In most cases, unless the person agrees to repay the creditor in the Bankruptcy Court, the creditor can collect the debt from you. The other person’s bankruptcy may also have a negative effect on your credit rating.
You may have certain rights (especially if the person you co-signed for is a former spouse), and you should seek legal advice immediately after you learn about the bankruptcy.
Generally, bankruptcy discharge does not absolve a co-signor or guarantor of the responsibility to pay the creditor any deficiency owed by the party who filed bankruptcy. Creditors can still go after a co-signor for any unpaid balance after a Chapter 7 bankruptcy discharge. Similarly, at the conclusion of a Chapter 13 repayment plan, a creditor can still go after a co-signor for the difference between the amount paid under the payment plan and the original contract amount of the debt (the “deficiency”).

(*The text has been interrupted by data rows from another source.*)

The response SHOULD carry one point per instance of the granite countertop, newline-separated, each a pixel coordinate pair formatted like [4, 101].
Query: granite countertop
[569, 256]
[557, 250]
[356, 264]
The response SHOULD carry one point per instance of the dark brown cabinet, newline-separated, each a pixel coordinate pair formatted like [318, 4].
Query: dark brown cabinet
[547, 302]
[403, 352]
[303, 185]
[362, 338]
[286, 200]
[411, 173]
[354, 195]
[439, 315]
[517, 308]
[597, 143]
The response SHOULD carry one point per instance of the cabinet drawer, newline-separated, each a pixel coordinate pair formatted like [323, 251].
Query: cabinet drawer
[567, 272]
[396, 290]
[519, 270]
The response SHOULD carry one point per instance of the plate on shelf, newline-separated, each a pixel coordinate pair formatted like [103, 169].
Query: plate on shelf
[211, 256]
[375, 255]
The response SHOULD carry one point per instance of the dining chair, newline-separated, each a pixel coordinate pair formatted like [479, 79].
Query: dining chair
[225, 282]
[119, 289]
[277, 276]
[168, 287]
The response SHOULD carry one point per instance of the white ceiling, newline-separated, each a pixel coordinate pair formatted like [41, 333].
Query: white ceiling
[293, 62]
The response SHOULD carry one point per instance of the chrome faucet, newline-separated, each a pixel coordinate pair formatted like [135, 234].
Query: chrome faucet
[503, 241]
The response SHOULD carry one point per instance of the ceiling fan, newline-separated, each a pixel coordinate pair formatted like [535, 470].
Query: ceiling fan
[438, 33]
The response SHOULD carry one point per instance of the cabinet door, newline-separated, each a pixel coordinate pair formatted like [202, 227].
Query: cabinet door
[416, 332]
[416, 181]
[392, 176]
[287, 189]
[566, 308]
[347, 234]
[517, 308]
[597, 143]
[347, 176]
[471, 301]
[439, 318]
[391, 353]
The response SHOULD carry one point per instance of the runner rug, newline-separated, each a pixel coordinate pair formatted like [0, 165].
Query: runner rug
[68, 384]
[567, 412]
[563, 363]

Also, a Chapter 13 bankruptcy filing stays actions by creditors against co-signors during the pendency of the bankruptcy case, but that is not the case in Chapter 7 bankruptcies.
The U.S. Court of Appeals for the Ninth Circuit explained that “[g]enerally, discharge of the principal debtor in bankruptcy will not discharge the liabilities of co-debtors or guarantors.” Explaining that “[t]he bankruptcy court ‘has no power to discharge the liabilities of a bankrupt’s guarantor,” the court clarified that “‘[t]he bankruptcy court can affect only the relationships of debtors and creditor. It has no power to affect the obligations of guarantors.’”
The New York Appellate Division further clarified that “a defendant’s liability as a guarantor generally is not impaired by the discharge of a principal’s obligation in a bankruptcy proceeding and, thus, plaintiff may seek recovery from defendant notwithstanding [the debtor’s] bankruptcy petition.”
The exact language of the agreement in which the co-signor or guarantor took on the obligation is important. If the co-signor only assumed the obligation to pay the debtor’s indebtedness as long as the debtor himself is obligated to pay the loan, then the debtor’s discharge would probably absolve the co-signor of the obligation to guarantee the loan as well. But where the co-signor’s original obligation is not contingent on the primary party’s obligation, or where the agreement explicitly states that the co-signor is obligated regardless of any discharge of the primary party’s indebtedness, the creditor can still go after the co-signor for any amount remaining due.